In 1988, the Forest Service issued a record of decision (ROD) to amend its regional guide for the Pacific Northwest. Pursuant to NFMA requirements, these amendments specified standards and guidelines to provide for the viability of the northern spotted owl. In 1989, SAS filed suit against the Forest Service challenging the 1988 ROD. SAS alleged that the regional guide’s standards and guidelines would not maintain viable populations of the owl.

On June 22, 1990, the Fish and Wildlife Service (“FWS”) listed the owl as a threatened species throughout its range. The Forest Service then vacated the standards and guidelines in the regional guide and revoked the 1988 ROD. 55 Fed.Reg. 40412 (October 3, 1990). The Forest Service announced that “[a]ll Forest Service actions involving the northern spotted owl or its habitat will henceforth be carried out in compliance with the requirements of the Endangered Species Act, not 36 C.F.R. § 219.19.” Id. at 40413.

In October 1990, SAS filed an amended complaint alleging that this Forest Service announcement notice was unlawful.
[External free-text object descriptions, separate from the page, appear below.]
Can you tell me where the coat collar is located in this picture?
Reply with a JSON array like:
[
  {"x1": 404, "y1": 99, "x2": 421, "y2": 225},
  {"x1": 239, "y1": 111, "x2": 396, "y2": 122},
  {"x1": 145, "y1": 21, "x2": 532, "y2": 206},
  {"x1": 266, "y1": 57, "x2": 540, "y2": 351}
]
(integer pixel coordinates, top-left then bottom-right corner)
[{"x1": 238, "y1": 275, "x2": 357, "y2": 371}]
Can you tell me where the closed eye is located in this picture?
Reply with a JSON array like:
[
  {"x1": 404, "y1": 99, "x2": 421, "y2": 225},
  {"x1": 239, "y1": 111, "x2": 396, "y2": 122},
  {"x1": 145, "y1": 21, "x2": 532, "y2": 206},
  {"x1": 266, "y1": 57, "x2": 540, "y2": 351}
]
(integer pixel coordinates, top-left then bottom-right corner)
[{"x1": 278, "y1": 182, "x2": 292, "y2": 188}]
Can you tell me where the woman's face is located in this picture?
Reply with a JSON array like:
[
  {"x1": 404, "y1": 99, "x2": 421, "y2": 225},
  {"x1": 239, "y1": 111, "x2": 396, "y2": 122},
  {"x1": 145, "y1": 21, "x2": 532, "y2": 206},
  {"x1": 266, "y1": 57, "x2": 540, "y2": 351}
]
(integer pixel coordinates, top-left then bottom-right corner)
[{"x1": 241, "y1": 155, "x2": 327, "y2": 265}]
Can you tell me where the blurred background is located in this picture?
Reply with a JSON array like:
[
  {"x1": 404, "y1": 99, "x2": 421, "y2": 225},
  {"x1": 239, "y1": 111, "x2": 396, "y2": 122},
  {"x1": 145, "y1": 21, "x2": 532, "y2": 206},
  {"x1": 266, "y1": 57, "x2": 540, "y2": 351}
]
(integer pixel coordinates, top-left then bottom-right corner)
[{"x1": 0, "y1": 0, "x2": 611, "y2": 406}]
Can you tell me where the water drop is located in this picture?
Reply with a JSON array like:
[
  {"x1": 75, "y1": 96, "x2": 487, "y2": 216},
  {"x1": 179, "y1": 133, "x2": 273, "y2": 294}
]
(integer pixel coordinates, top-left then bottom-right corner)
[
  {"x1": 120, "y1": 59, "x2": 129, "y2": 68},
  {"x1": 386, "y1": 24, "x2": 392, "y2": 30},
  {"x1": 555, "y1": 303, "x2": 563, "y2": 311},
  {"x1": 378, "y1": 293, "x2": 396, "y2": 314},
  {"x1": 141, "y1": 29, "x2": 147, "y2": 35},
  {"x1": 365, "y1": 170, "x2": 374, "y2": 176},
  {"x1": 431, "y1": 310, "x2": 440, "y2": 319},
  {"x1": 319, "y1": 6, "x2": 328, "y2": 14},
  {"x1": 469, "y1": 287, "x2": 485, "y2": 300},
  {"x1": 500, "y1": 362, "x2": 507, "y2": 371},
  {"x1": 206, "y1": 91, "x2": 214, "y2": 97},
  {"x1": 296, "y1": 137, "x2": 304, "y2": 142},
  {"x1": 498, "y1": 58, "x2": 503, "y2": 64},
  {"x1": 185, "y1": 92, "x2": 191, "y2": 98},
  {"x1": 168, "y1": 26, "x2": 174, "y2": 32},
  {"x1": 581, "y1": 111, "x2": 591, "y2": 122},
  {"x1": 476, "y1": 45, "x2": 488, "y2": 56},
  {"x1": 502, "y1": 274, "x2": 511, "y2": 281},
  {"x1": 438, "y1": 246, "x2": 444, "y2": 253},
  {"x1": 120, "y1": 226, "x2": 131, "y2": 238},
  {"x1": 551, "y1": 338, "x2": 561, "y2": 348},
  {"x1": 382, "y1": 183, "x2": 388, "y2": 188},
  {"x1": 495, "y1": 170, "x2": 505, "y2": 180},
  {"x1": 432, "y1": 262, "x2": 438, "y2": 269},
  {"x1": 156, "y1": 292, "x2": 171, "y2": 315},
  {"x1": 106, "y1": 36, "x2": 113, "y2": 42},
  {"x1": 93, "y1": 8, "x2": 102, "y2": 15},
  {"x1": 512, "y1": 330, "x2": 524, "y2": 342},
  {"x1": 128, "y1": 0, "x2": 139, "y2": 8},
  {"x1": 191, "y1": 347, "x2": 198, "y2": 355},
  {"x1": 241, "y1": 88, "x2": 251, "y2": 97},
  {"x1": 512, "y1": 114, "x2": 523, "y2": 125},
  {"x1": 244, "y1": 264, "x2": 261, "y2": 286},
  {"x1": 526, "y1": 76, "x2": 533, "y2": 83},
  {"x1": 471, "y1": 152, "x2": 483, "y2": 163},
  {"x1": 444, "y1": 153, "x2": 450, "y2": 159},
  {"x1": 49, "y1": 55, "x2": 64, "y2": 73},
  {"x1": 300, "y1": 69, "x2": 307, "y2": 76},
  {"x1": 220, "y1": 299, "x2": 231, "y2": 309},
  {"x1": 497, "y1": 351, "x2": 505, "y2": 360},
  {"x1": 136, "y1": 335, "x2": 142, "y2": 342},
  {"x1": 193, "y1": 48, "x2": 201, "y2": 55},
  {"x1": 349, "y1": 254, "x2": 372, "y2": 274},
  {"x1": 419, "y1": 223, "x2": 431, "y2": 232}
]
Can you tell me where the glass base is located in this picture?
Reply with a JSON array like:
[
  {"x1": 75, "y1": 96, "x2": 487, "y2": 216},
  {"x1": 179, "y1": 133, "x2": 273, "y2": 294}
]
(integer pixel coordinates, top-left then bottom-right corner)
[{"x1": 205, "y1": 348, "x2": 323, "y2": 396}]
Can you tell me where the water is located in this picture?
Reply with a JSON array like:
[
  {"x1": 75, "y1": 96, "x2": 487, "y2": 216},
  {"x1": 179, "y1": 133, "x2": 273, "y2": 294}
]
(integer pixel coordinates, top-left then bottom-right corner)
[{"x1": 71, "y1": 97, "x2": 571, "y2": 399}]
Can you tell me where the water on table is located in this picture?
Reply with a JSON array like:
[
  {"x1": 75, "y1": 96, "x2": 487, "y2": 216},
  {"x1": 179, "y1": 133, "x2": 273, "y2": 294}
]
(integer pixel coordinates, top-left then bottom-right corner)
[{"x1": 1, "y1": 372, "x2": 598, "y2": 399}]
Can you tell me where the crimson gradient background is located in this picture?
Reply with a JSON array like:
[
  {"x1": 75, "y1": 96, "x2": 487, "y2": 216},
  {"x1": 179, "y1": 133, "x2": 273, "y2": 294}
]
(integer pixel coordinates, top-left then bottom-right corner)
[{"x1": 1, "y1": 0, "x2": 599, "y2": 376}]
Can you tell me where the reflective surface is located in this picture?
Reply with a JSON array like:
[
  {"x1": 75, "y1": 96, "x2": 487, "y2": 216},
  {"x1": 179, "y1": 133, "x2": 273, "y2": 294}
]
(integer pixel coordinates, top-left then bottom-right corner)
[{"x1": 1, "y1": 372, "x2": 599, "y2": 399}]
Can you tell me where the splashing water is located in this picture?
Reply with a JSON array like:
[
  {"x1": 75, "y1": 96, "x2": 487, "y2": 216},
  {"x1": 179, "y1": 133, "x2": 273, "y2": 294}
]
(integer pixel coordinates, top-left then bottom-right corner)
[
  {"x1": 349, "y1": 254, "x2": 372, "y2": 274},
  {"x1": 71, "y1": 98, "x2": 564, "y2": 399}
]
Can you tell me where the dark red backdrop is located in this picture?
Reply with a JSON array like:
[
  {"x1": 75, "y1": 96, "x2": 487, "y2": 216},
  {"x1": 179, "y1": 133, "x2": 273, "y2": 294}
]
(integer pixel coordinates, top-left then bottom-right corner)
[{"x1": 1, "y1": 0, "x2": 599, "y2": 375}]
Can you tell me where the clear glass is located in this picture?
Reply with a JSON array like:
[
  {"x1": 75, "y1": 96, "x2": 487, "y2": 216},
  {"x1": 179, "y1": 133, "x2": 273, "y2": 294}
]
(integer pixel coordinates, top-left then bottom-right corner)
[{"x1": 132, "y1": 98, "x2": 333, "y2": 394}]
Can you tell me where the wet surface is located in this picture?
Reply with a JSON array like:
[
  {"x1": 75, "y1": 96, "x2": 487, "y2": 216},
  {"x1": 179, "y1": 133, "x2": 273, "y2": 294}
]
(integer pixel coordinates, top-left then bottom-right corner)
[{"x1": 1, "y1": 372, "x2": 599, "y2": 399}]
SAS alleged that the Forest Service had to (1) prepare regional guidelines that ensured a viable population of the species throughout the Pacific Northwest’s national forests pursuant to the NFMA and (2) comply with the requirements of the ESA. SAS sought an injunction against all timber sales in spotted owl habitat pending preparation of such regional guidelines, as well as an accompanying environmental impact statement.

Meanwhile, Congress enacted section 318 of the Department of the Interior and Related Agencies Appropriations Act for Fiscal Year 1990, Pub.L. No. 101-121, § 318, 103 Stat. 701, 745-50 (1989) (“section 318”).